按照“1.2.3”方法,采用空白样品添加标准溶液进行检测,血浆中8种药物平均回收率为72.3%~92.3%,日内标准偏差(RSD)为2.2%~14.6%,日间RSD 为5.0%~12.2%。尿液中8 种药物平均回收率为71.5%~90.9%,日内RSD 为2.3%~13.7%,日间RSD 为3.2%~12.7%(表3)。

图1 8种同化激素药物的MRM 离子流图(5μg/L)Fig.1 Multiple reaction monitoring chromatograms of eight anabolic steriods(5μg/L)

表2 8种同化激素的线性方程、检测限和定量限Table 2 Matrix calibration curves,LOD and LOQ for eight steroid hormones

2.4 抽样检测

应用建立的分析方法,对30 个养殖场随机采集的60份猪血浆和尿液进行测定,其中1份血浆和尿液样品检测出含有睾酮,血浆残留量为1.94μg/L,尿液为3.50μg/L,血浆和尿液中未检出其他同化激素。
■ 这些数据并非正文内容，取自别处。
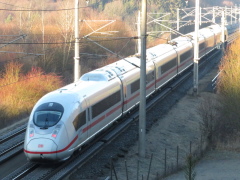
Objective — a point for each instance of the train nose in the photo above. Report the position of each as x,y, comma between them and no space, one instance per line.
41,149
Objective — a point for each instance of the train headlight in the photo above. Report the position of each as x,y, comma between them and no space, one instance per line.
31,130
56,130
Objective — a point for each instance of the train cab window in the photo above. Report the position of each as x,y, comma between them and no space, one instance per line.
186,56
47,115
167,66
80,120
106,103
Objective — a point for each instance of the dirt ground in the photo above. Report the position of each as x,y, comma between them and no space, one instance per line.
177,130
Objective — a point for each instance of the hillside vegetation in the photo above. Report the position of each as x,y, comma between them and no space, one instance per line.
229,90
19,92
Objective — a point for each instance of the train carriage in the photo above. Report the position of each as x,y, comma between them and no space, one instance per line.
64,120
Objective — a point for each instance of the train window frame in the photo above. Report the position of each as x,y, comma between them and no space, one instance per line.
48,109
150,77
186,55
106,103
202,45
80,120
167,66
135,86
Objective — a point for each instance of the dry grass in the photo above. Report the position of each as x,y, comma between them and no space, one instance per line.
229,92
19,92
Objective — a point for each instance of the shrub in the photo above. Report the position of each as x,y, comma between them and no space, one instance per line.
18,92
229,90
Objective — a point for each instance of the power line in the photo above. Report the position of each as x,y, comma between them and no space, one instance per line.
69,42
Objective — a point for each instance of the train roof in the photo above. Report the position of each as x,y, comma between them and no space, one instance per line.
158,50
124,65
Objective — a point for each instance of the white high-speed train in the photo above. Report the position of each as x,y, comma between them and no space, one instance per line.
64,120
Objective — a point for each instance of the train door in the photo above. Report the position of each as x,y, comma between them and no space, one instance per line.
85,121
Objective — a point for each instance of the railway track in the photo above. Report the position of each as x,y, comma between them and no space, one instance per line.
11,143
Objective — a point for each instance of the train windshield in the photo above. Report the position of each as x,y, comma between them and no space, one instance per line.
47,115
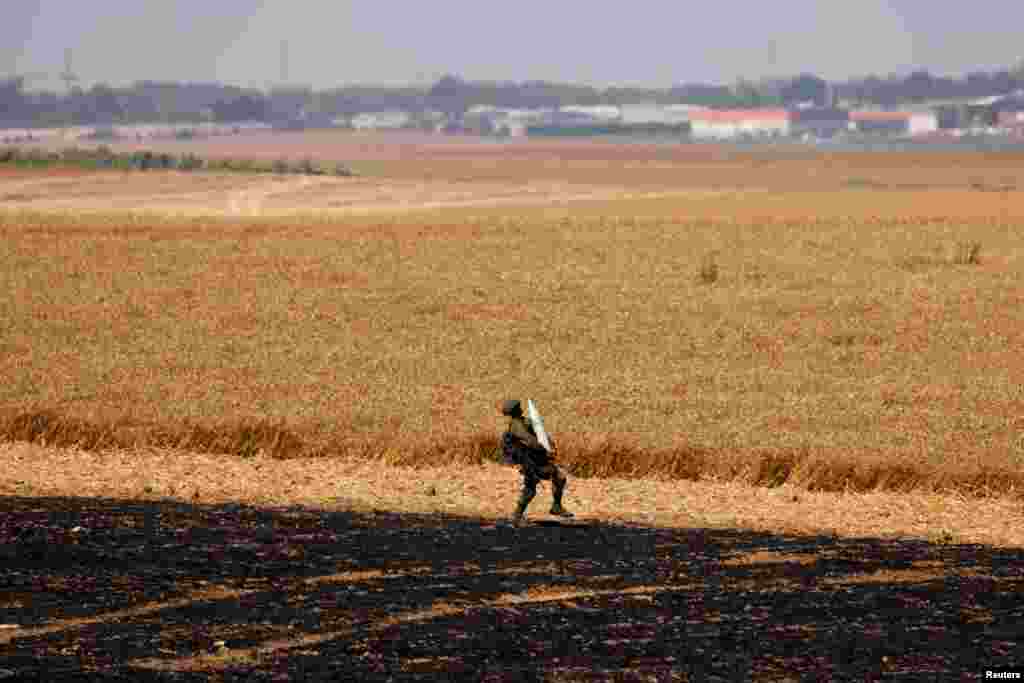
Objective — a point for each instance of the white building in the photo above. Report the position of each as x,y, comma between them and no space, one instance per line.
381,120
646,114
728,124
599,113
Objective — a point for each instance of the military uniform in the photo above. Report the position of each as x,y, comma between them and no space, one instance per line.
521,447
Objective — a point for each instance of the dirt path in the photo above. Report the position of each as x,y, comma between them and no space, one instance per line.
406,575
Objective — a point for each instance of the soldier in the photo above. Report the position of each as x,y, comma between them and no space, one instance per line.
522,447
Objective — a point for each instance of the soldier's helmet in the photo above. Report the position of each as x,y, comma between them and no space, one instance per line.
511,408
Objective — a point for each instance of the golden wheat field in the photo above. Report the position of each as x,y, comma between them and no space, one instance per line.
250,422
837,322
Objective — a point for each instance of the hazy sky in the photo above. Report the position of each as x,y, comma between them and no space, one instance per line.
643,42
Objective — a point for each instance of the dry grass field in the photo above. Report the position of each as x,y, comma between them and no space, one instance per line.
799,344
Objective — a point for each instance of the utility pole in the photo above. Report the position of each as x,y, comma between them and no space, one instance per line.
284,63
70,78
68,75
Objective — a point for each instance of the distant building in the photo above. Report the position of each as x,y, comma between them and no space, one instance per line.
731,124
600,113
650,114
894,123
381,120
821,122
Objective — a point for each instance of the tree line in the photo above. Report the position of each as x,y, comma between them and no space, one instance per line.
150,101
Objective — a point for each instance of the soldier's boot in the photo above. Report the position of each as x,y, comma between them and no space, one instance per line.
556,508
520,509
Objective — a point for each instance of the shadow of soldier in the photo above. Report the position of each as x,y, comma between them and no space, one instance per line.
104,589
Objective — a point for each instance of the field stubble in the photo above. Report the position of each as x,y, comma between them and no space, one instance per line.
848,340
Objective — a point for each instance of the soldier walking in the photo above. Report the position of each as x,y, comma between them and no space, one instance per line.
521,447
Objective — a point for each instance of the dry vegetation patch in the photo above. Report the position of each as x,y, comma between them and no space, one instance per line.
750,332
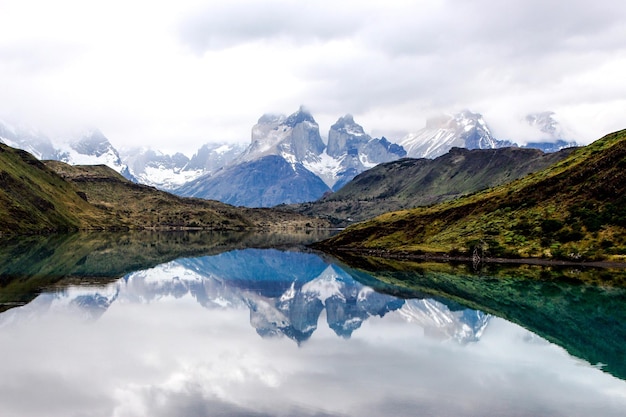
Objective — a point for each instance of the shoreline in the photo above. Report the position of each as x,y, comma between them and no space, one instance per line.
408,256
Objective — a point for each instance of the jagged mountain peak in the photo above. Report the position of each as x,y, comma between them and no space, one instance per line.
548,134
545,123
93,142
296,138
301,116
464,129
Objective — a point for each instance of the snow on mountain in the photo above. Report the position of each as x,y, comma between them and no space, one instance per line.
91,148
168,172
28,139
463,130
549,134
296,138
351,151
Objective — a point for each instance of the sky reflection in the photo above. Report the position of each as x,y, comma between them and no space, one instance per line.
152,344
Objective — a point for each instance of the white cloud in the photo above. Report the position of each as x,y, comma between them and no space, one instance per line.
177,75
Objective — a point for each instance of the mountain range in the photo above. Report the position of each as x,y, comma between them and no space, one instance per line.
52,196
286,161
575,210
409,183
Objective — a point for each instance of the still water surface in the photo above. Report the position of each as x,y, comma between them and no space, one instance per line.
277,332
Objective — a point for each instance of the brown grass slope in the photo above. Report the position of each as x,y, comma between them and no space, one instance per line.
34,199
575,209
143,207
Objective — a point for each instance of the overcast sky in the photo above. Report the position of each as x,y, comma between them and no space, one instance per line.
178,74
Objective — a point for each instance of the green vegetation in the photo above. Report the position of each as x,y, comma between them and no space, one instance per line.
33,199
573,210
409,183
143,207
51,196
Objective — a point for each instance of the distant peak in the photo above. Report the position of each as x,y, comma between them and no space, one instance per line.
302,115
348,119
271,118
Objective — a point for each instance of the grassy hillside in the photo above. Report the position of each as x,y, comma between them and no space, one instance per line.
140,206
33,199
51,196
575,209
409,183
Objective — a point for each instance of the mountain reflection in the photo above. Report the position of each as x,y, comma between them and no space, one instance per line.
286,293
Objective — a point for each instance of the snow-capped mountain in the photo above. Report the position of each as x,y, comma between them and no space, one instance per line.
287,162
271,170
168,172
296,138
28,139
93,148
351,151
462,130
285,292
213,156
552,137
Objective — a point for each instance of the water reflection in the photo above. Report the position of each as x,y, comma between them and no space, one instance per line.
285,293
266,332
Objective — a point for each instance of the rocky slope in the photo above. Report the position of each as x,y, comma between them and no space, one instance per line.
409,183
575,210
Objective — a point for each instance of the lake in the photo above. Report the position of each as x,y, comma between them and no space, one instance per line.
186,324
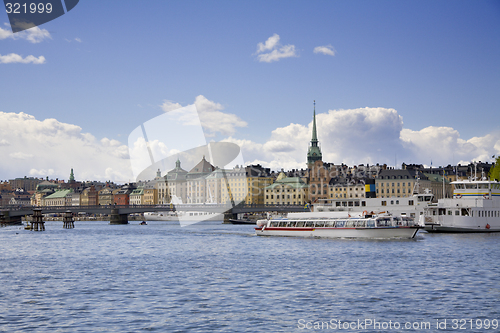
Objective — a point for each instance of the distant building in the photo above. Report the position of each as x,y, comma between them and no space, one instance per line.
287,191
58,198
319,175
196,183
27,184
176,180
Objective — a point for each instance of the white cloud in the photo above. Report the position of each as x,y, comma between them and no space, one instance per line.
41,172
270,44
51,148
20,155
33,35
326,49
271,50
16,58
367,135
212,118
168,106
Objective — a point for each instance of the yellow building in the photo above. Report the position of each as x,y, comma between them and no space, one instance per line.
287,191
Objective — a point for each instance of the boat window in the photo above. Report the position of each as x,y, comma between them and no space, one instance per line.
350,224
384,222
398,220
360,224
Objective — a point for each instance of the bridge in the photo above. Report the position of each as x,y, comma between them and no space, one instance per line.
119,213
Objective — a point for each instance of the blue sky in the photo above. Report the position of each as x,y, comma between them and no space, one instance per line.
109,66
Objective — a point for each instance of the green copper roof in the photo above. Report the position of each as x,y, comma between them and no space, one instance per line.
314,152
58,194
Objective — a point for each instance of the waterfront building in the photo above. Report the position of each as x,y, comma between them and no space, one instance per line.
215,182
122,195
344,188
27,184
176,180
287,191
399,183
76,197
150,196
5,187
58,198
196,183
20,197
43,189
319,174
137,196
89,196
436,186
161,186
257,179
105,196
234,187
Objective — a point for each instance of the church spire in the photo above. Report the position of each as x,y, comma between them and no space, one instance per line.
71,176
314,152
315,135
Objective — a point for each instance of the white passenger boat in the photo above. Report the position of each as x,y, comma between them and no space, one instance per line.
339,225
475,207
160,216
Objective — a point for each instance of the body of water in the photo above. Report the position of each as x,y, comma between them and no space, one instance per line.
222,278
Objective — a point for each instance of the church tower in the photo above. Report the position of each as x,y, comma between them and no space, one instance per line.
314,152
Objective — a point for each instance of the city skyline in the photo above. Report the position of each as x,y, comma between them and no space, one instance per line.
393,82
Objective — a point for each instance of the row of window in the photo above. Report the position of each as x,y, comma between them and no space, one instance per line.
398,184
283,196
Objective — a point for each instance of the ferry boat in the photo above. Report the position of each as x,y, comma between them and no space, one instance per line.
339,225
475,207
412,206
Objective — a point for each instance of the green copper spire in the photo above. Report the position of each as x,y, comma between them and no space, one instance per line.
315,135
314,153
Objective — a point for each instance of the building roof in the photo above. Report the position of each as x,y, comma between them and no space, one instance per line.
58,194
289,182
202,167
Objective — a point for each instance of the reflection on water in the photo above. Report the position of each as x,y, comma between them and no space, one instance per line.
215,277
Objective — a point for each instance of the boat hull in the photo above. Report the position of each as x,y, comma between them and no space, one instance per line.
389,232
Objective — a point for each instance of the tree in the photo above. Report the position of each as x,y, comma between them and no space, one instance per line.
495,171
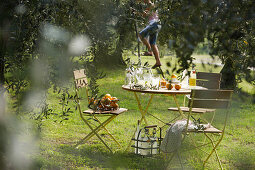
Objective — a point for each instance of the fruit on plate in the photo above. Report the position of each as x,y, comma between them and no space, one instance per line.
173,76
105,103
174,79
177,86
169,86
108,96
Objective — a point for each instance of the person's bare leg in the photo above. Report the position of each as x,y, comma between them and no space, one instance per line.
146,43
156,54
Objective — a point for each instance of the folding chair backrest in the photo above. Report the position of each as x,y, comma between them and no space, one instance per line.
80,78
209,80
80,81
214,99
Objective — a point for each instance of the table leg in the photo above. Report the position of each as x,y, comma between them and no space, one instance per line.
178,106
143,113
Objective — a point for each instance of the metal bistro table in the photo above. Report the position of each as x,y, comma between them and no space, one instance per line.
172,93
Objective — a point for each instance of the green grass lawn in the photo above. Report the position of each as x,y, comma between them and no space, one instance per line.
57,151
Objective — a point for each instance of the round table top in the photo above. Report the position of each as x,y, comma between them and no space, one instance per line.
160,91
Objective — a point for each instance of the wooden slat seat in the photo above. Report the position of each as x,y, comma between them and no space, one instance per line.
114,112
194,110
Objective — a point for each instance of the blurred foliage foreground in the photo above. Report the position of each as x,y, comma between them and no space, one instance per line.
43,41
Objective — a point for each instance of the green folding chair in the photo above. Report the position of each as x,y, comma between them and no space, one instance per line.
80,81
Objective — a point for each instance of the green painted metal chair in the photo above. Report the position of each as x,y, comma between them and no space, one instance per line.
80,81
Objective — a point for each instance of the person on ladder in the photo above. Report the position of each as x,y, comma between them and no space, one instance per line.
150,33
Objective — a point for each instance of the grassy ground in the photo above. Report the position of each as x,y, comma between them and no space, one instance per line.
57,151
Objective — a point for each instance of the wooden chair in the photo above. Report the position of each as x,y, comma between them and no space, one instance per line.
206,80
208,99
80,81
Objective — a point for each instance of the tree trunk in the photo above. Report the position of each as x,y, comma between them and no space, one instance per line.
228,75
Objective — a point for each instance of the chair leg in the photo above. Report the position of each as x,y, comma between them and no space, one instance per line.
213,150
108,132
94,132
97,129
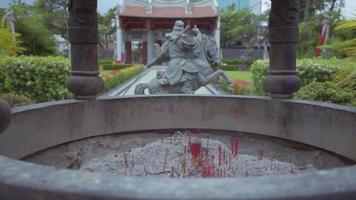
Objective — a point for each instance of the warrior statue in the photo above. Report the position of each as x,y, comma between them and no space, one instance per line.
192,59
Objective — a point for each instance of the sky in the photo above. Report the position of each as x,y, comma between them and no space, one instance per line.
104,5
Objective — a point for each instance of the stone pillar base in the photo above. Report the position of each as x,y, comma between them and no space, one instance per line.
5,115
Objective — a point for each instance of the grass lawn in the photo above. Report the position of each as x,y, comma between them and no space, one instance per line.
242,75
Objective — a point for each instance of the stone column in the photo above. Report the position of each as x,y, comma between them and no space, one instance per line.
282,80
150,42
5,115
84,81
119,40
217,34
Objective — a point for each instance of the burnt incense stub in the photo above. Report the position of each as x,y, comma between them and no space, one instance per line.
5,115
282,79
84,82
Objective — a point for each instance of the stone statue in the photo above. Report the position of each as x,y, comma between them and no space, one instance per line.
191,58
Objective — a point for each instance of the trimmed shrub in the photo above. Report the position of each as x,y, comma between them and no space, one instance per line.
40,79
241,87
122,76
115,67
229,67
106,61
231,61
326,91
259,71
309,70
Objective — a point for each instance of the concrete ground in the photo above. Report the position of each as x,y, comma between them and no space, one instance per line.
128,88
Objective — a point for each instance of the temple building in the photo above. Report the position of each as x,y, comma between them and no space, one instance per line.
141,23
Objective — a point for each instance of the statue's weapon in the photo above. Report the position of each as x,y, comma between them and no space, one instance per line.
146,67
179,35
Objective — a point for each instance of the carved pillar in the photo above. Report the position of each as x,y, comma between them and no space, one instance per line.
282,80
5,115
84,81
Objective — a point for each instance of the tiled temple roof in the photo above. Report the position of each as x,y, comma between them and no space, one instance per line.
169,8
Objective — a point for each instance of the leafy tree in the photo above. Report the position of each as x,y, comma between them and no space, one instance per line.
309,8
311,14
349,44
55,15
37,38
10,44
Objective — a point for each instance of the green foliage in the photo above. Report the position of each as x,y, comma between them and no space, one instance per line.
123,75
39,78
37,38
228,61
107,61
55,15
230,67
16,100
349,45
345,79
309,70
115,67
326,91
259,71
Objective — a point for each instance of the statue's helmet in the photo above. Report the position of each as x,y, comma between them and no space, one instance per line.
178,26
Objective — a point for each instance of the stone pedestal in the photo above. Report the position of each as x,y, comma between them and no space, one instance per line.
84,81
282,79
5,115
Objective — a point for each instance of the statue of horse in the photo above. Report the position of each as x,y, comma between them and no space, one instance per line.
199,66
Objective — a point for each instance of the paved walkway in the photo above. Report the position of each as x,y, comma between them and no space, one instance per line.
129,87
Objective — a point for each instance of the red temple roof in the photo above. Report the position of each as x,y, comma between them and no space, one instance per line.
168,12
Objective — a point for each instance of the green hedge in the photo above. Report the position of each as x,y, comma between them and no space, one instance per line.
231,61
40,79
106,61
124,75
309,70
115,66
327,91
229,67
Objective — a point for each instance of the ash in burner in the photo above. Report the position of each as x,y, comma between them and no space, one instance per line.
186,154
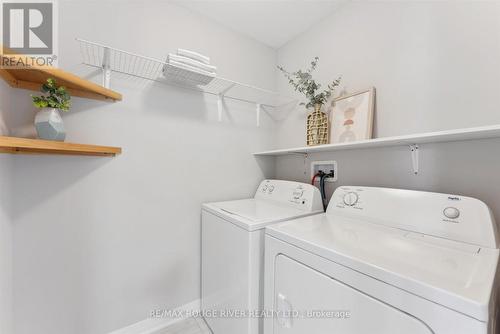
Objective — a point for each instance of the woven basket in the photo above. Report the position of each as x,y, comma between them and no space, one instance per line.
317,127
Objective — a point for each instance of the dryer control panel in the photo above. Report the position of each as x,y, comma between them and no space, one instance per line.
447,216
295,194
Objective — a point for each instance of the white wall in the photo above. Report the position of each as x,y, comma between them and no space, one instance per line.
100,242
435,67
5,221
434,63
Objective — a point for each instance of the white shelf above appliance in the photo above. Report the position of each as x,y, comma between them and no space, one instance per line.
412,141
110,60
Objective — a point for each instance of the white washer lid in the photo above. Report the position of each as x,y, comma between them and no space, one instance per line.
253,214
456,275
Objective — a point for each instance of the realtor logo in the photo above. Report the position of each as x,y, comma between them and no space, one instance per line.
29,30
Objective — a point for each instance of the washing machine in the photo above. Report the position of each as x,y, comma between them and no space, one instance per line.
384,261
233,251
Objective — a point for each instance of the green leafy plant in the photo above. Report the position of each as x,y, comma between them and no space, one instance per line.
303,82
55,97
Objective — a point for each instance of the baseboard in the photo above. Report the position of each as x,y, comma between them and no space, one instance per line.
155,325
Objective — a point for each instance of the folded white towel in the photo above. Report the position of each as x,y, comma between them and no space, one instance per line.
193,55
191,62
191,68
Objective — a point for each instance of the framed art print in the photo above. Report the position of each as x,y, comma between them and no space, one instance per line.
352,117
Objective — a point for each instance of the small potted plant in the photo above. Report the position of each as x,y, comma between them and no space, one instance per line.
48,122
317,121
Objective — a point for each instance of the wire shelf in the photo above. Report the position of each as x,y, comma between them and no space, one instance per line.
115,60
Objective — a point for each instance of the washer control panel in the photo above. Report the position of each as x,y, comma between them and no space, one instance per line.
295,194
452,217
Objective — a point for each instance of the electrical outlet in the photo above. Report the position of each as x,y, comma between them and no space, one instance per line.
326,167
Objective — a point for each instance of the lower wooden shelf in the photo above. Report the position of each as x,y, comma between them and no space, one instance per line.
36,146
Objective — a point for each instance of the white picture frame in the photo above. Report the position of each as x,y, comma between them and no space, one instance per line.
352,117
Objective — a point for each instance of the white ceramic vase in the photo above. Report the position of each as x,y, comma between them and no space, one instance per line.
49,124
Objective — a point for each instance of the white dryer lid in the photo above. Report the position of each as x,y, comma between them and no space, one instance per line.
457,275
253,214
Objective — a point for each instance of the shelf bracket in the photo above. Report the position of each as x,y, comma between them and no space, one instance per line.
414,158
220,101
219,107
258,109
106,68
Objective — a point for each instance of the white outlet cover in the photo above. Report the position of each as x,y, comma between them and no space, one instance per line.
333,163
结果表明,该方法可用于监控实际生产中该类激素的非法添加和残留检测。

3 讨论

3.1 MS/MS特征离子的选择

本文采用电喷雾电离,用针泵连续直接进样,对8种物质的质谱条件进行优化。在正离子模式下,8种激素都可形成稳定的[M+H]+准分子离子,然后进行相应的子离子全扫描,以确定MRM 参数(表1)。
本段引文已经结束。